Written informed consent was obtained from the patient for publication of this case report and accompanying images.


  1. Bisno AL, Stevens DL (1996) Streptococcal infections of skin and soft tissue, N Engl J Med 334(4): 240-245.
  2. Viktoria A P feifle, Stephanie J Gros, Stefan Holland-Cunz Alexandre Kämpfen (2017) Necrotizing fasciitis in children due to minor lesions. Journal of Pediatric Surgery Case Reports 25: 52-55.
  3. Marioni G, Rinaldi R, Ottaviano G, Marchese-Ragona R, Savastano M, et al. (2006) Cervical necrotizing fasciitis - A novel clinical presentation of Burkholdena Ceparia infection. Infect 53: 219-222.
  4. CH Wong, HC Chang, S Pasupathy, LW Khin, JL Tan, et al. (2003) Necrotizing fasciitis: clinical    presentation, microbiology, and determinants of mortality. Journal of Bone and Joint Surgery 85(8): 1454-1460.
  5. G Darmstadt (2003) Subcutaneous tissue infections and abscesses in Principles and Practice of Pediatric Infectious Diseases. S Long, L Pickering, C Prober (Eds.), Churchill-Livingstone, New York, N, USA, 2nd edition pp. 449-457.
  6. MA Jackson, J Colombo, A Boldrey (2003) Streptococcal fasciitis with toxic shock syndrome in the pediatric patient. Orthopaedic Nursing/National Association of Orthopaedic Nurses 22(1): 4-8.
  7. John Rausch, Marc Foca (2011) Necrotizing Fasciitis in a Pediatric Patient Caused by Lancefield Group G Streptococcus: Case Report and Brief Review of the Literature. Case Reports in Medicine.
  8. Anisha Maria, K Rajnikanth (2010) Cervical necrotizing fasciitis caused by dental infection: A review and case report. Natl J Maxillofac Surg 1(2): 135-138.
  9. Charles van Niekerk , Razia AG Khammissa, Mario Altini, Johan Lemmer, Liviu Feller (2014) Noma and Cervicofacial Necrotizing Fasciitis: Clinicopathological Differentiation and an Illustrative Case Report of Noma. Aids Research And Human Retroviruses 30(3): 213-216.

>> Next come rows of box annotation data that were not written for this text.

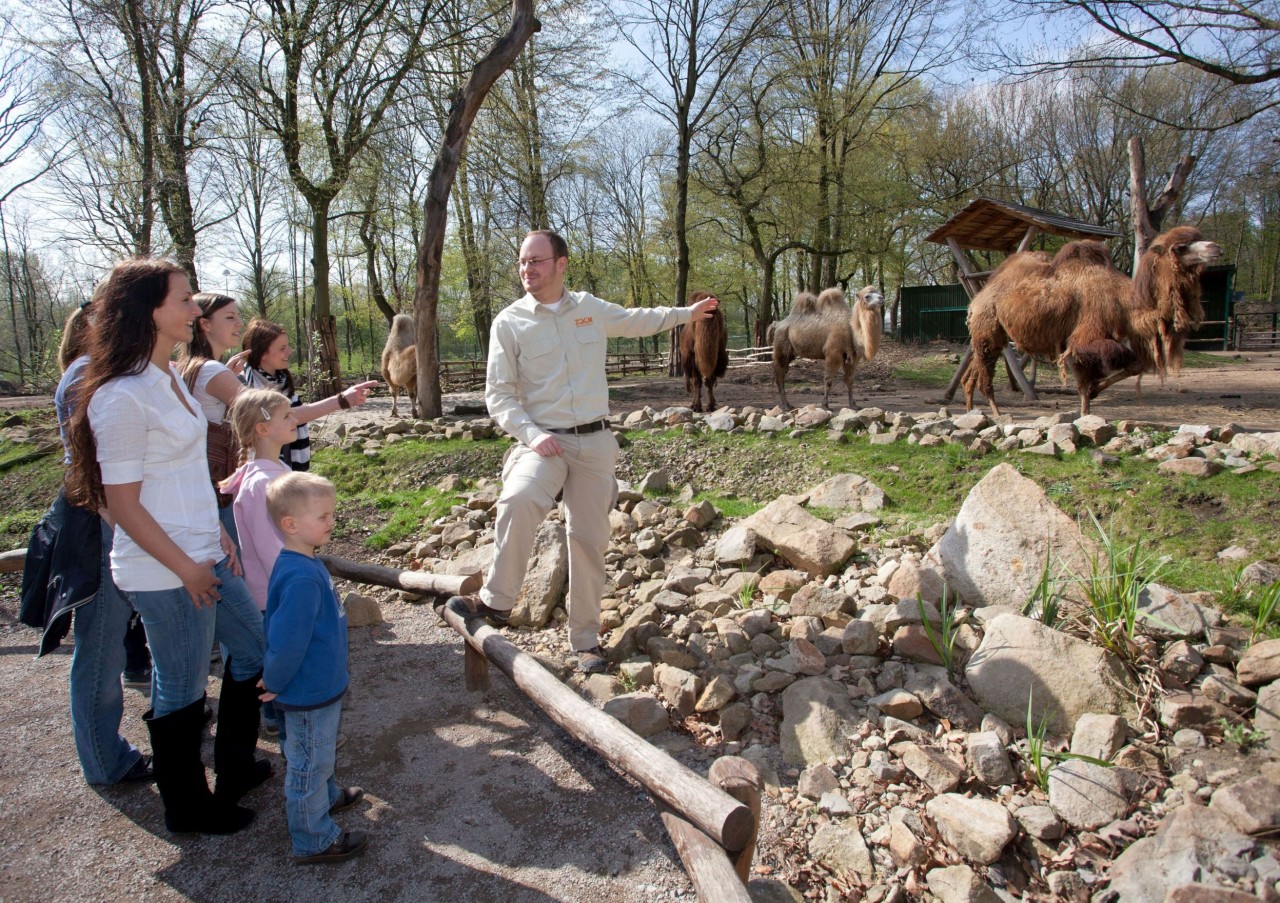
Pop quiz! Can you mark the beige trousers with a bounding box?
[480,428,618,651]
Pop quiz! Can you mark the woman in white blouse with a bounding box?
[68,259,271,834]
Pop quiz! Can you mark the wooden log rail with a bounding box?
[436,606,760,903]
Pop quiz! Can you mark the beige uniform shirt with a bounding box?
[484,292,692,446]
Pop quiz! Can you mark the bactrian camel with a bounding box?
[963,225,1221,415]
[680,292,728,411]
[383,314,417,418]
[768,286,884,410]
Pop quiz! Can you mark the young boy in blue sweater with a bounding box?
[260,471,369,865]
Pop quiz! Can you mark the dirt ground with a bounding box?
[0,346,1280,903]
[611,345,1280,429]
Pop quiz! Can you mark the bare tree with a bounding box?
[237,0,433,392]
[616,0,780,325]
[413,0,541,418]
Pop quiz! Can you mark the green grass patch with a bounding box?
[311,437,509,549]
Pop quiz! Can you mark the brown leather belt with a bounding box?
[547,420,609,435]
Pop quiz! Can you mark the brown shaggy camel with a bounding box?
[768,286,884,410]
[383,314,417,418]
[680,292,728,411]
[963,225,1221,416]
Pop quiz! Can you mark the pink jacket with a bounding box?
[223,459,291,611]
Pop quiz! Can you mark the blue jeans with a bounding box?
[70,521,142,784]
[280,699,342,856]
[128,558,266,719]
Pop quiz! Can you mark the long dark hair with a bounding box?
[241,316,293,396]
[67,257,186,508]
[178,292,236,392]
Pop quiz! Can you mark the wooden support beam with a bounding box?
[662,806,751,903]
[707,756,763,886]
[0,548,27,574]
[942,345,973,401]
[440,608,755,850]
[316,555,484,596]
[1004,345,1039,401]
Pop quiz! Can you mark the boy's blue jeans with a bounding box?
[70,521,142,784]
[128,558,266,719]
[278,699,342,856]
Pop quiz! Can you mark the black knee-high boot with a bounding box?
[142,697,253,834]
[214,660,271,803]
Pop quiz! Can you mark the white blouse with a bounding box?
[192,361,236,423]
[88,362,223,592]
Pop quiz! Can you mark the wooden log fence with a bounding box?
[436,606,760,903]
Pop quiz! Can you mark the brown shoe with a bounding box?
[293,831,369,866]
[444,593,511,628]
[577,646,609,674]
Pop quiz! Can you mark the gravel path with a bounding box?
[0,575,694,903]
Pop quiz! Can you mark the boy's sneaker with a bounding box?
[329,786,365,815]
[124,667,151,690]
[293,831,369,866]
[444,593,511,628]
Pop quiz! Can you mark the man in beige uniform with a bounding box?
[449,231,719,672]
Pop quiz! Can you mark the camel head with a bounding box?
[1147,225,1222,270]
[854,286,884,310]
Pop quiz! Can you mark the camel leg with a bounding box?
[773,357,791,411]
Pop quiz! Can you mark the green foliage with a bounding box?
[1025,690,1112,793]
[915,584,959,681]
[1249,580,1280,639]
[1083,511,1167,661]
[1217,719,1267,752]
[1023,547,1062,628]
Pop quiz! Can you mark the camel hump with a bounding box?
[791,292,818,316]
[818,286,849,311]
[1050,241,1114,275]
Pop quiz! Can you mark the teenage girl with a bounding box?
[243,320,378,470]
[178,292,244,539]
[68,259,271,834]
[221,389,298,748]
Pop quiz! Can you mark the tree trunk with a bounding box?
[413,0,543,418]
[308,197,342,396]
[1129,138,1196,273]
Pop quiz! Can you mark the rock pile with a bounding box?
[344,409,1280,902]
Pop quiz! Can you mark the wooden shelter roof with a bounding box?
[927,197,1120,251]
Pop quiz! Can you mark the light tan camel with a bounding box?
[768,286,884,410]
[963,225,1221,415]
[383,314,417,418]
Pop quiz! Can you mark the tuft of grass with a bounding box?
[1082,511,1167,662]
[1023,547,1062,628]
[915,584,959,683]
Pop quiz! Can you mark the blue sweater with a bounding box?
[262,549,347,708]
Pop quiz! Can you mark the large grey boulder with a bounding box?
[925,464,1096,607]
[809,824,876,886]
[809,474,884,511]
[924,793,1016,865]
[742,498,858,576]
[1106,806,1253,903]
[965,614,1138,735]
[1048,760,1129,831]
[511,520,568,628]
[780,678,858,765]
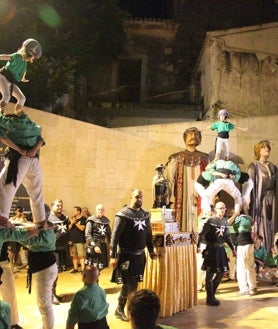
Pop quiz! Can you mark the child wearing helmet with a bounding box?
[203,109,248,161]
[0,39,42,113]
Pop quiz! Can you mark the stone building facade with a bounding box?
[191,22,278,118]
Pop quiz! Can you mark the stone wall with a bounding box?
[5,104,278,226]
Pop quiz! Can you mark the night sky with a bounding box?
[119,0,172,19]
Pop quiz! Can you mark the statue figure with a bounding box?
[165,127,209,232]
[248,140,278,252]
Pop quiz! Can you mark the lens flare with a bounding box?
[0,0,16,25]
[38,4,62,28]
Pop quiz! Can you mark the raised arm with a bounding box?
[0,136,27,155]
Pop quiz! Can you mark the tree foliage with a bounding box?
[0,0,125,108]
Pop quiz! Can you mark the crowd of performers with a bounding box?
[0,39,278,329]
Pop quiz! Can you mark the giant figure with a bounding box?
[166,127,209,232]
[248,140,278,252]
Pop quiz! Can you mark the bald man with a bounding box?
[85,203,111,270]
[66,266,109,329]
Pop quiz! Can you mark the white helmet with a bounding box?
[22,39,42,59]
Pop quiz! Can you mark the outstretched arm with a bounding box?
[235,126,248,131]
[0,54,11,61]
[26,138,44,158]
[0,137,27,155]
[21,71,29,82]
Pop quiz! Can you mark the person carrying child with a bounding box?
[203,109,248,161]
[0,39,42,113]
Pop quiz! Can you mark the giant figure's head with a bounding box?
[183,127,202,146]
[254,140,271,160]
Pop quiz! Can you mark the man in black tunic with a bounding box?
[85,204,111,271]
[198,202,236,306]
[110,189,157,321]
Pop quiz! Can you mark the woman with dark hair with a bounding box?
[248,140,278,252]
[128,289,176,329]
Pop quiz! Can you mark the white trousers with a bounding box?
[33,263,58,329]
[236,244,257,293]
[196,243,206,290]
[215,137,230,158]
[0,156,45,223]
[0,260,19,325]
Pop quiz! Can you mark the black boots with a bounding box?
[206,272,223,306]
[52,276,62,305]
[115,296,128,321]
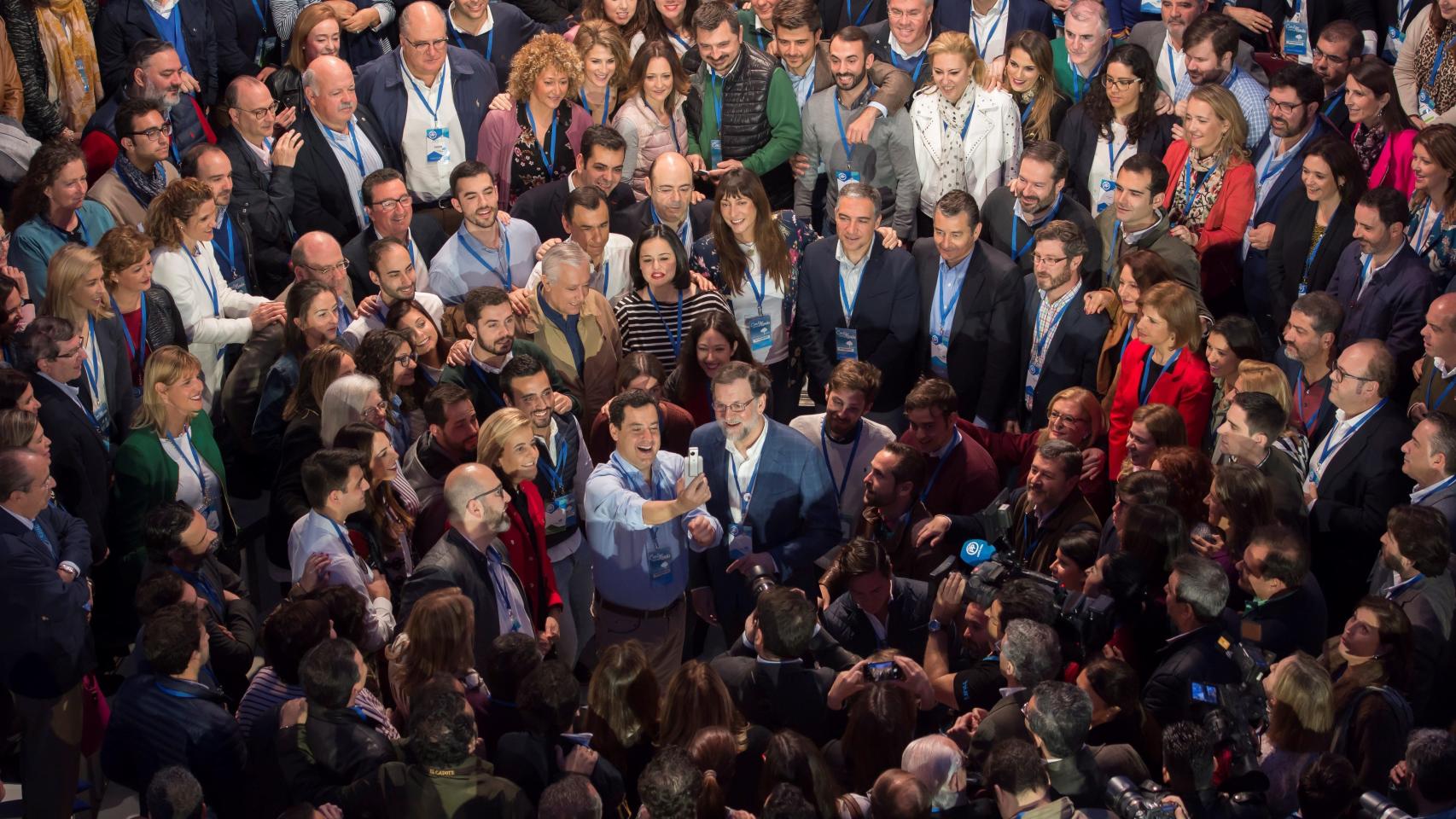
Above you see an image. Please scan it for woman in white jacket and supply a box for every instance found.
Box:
[147,179,284,407]
[910,32,1021,235]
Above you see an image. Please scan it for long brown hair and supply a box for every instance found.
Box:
[712,167,794,293]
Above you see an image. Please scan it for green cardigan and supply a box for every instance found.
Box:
[111,412,233,563]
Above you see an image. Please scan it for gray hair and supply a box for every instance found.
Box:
[542,241,591,284]
[1027,679,1092,759]
[1002,619,1062,688]
[319,373,379,446]
[1172,555,1229,623]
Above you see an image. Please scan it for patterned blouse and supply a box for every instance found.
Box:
[511,102,577,202]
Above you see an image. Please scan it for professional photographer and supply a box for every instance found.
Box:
[1143,555,1239,724]
[823,537,932,662]
[924,572,1056,712]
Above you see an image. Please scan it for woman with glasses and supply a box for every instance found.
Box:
[1108,281,1211,480]
[1163,86,1254,308]
[1266,134,1366,328]
[612,39,691,202]
[1395,3,1456,128]
[266,3,344,115]
[111,346,236,569]
[691,169,818,423]
[616,224,730,377]
[1002,29,1072,142]
[1345,55,1415,196]
[146,179,284,406]
[475,407,562,650]
[354,330,425,456]
[1057,45,1175,215]
[4,140,116,301]
[476,33,591,211]
[41,244,138,444]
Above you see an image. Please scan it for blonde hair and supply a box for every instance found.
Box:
[131,345,202,432]
[1137,282,1203,352]
[505,33,582,105]
[1235,357,1295,415]
[1188,86,1249,160]
[475,407,532,467]
[924,32,986,86]
[41,243,112,330]
[571,20,632,90]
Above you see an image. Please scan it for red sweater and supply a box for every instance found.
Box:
[1163,140,1254,302]
[1107,339,1213,480]
[501,481,561,631]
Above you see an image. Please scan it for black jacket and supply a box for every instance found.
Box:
[819,578,935,662]
[511,176,638,241]
[910,237,1023,425]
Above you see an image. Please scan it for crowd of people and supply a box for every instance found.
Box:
[0,0,1456,819]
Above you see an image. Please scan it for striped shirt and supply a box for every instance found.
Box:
[616,291,732,375]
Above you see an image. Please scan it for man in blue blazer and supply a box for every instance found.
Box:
[1243,62,1334,346]
[794,182,920,413]
[1006,219,1112,432]
[689,361,840,643]
[0,450,96,816]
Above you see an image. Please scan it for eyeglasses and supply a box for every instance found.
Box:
[237,101,280,122]
[370,195,412,214]
[125,122,172,140]
[713,398,757,415]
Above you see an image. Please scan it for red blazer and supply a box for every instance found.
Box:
[1163,140,1254,304]
[499,481,562,631]
[1107,339,1213,480]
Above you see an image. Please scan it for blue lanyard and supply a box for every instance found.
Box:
[578,86,612,125]
[526,105,559,179]
[646,287,683,357]
[920,429,961,503]
[465,223,515,293]
[819,416,865,501]
[111,293,147,375]
[182,244,221,317]
[1137,348,1182,404]
[1315,398,1389,471]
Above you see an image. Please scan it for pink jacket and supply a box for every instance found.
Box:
[475,102,591,211]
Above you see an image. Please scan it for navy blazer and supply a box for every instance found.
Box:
[794,235,920,412]
[1008,274,1112,431]
[0,506,95,700]
[689,417,840,640]
[358,45,499,179]
[928,0,1057,44]
[911,239,1022,427]
[95,0,218,107]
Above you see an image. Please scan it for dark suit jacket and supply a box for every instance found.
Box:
[605,192,713,241]
[1057,102,1178,211]
[399,530,533,658]
[794,235,920,412]
[821,578,935,662]
[1008,274,1112,429]
[911,239,1022,427]
[91,0,220,107]
[217,128,295,299]
[687,417,840,639]
[511,176,640,241]
[31,372,110,560]
[1269,199,1355,328]
[711,654,843,745]
[1309,403,1411,623]
[344,217,450,299]
[0,506,95,700]
[293,102,404,244]
[358,45,499,174]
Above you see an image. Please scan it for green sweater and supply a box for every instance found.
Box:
[687,57,804,175]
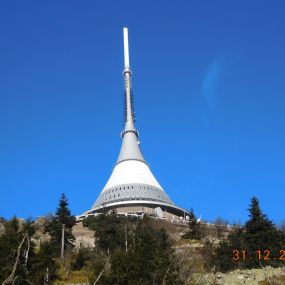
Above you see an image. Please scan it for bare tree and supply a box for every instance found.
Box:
[2,233,30,285]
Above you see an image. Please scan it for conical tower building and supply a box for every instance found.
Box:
[80,28,187,219]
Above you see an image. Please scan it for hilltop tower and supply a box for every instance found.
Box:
[80,28,187,219]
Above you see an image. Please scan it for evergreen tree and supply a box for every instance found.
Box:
[213,197,285,271]
[46,194,76,257]
[243,197,284,268]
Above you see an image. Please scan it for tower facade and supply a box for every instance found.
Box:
[80,28,187,219]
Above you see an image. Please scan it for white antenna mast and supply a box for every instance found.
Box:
[122,27,135,132]
[123,28,130,68]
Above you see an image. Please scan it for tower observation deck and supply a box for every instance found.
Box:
[79,28,188,220]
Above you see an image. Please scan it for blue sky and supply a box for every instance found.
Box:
[0,0,285,223]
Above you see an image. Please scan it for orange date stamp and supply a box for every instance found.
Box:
[232,249,285,261]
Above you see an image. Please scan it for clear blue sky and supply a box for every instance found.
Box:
[0,0,285,223]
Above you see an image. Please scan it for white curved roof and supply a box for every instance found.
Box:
[102,160,163,192]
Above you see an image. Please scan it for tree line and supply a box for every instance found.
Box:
[0,194,285,285]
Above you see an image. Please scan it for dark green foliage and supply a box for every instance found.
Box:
[85,211,123,252]
[216,197,285,271]
[84,212,180,285]
[182,209,204,240]
[45,194,76,257]
[71,247,91,270]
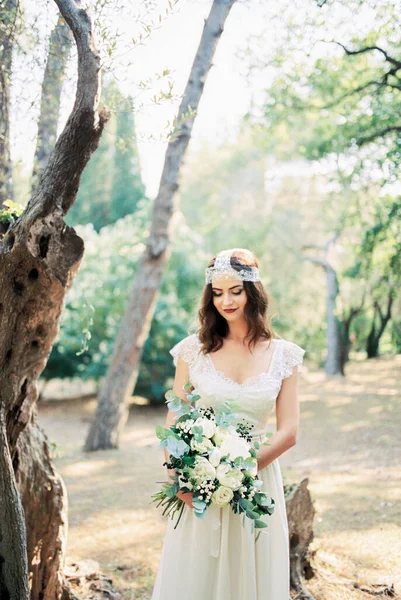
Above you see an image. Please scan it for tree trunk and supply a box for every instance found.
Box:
[304,252,345,376]
[286,478,315,600]
[31,15,73,194]
[366,288,394,358]
[325,265,344,375]
[85,0,235,451]
[0,0,18,208]
[0,0,108,600]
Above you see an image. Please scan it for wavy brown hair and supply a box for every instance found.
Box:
[197,248,277,353]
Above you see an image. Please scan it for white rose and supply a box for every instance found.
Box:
[212,485,234,507]
[216,464,244,490]
[191,456,216,481]
[191,437,214,452]
[220,435,251,460]
[209,447,223,467]
[213,425,235,446]
[194,418,216,438]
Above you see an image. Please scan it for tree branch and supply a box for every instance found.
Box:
[15,0,109,224]
[333,40,401,70]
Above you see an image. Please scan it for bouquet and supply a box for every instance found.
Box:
[152,383,274,539]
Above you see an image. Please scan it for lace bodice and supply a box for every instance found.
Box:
[170,333,305,436]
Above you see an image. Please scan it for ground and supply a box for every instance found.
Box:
[39,355,401,600]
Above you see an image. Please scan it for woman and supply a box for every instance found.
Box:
[152,248,305,600]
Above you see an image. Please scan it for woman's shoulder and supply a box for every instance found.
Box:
[275,338,305,378]
[169,333,200,366]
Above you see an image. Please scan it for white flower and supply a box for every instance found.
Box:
[191,456,216,481]
[209,447,223,467]
[213,425,235,446]
[220,435,251,460]
[212,485,234,507]
[216,464,244,490]
[191,436,214,452]
[194,417,216,438]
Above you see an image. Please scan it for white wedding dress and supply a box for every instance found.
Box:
[151,334,305,600]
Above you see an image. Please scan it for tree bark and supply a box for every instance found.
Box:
[286,478,315,600]
[0,0,18,208]
[304,256,345,376]
[85,0,235,451]
[0,0,108,600]
[366,288,394,358]
[31,15,73,194]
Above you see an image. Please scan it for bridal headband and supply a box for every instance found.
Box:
[205,249,260,285]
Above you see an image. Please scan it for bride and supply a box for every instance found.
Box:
[151,248,305,600]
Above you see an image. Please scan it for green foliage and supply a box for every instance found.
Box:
[66,84,145,231]
[0,200,24,223]
[43,200,200,403]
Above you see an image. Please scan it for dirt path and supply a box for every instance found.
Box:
[40,356,401,600]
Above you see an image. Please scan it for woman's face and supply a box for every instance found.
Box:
[212,279,247,321]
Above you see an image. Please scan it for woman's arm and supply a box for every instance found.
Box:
[163,357,193,508]
[258,367,299,471]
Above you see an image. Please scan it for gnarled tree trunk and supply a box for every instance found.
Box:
[286,478,315,600]
[0,0,108,600]
[85,0,235,451]
[31,15,73,194]
[0,0,18,208]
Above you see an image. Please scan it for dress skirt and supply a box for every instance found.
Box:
[151,459,290,600]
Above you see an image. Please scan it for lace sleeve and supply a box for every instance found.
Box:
[169,333,199,366]
[282,342,305,379]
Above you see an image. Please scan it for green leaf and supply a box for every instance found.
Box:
[255,519,268,529]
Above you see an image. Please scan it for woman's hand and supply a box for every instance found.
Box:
[176,490,194,508]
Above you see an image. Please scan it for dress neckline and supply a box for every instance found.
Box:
[206,338,279,387]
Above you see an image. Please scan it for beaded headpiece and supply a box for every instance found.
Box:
[205,250,260,285]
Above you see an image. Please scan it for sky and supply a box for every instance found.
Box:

  10. Aisha Sethi (2013) Bacterial Skin and Soft Tissue Infections. Tropics, Hunter’s Tropical Medicine and Emerging Infectious Disease, 9th Edition pp. 515-518.
  11. Ali Banki, Frank M Castiglione (2016) Infections of the Facial Skin and Scalp. Head, Neck, and Orofacial Infections, A Multidisciplinary Approach pp. 318-333.
  12. Ericka King, Robert Chun, Cecille Sulman (2012) Pediatric cervicofacial necrotizing fasciitis: a case report and review of a 10-year national pediatric database, Arch Otolaryngol Head Neck Surg 138(4): 372-375.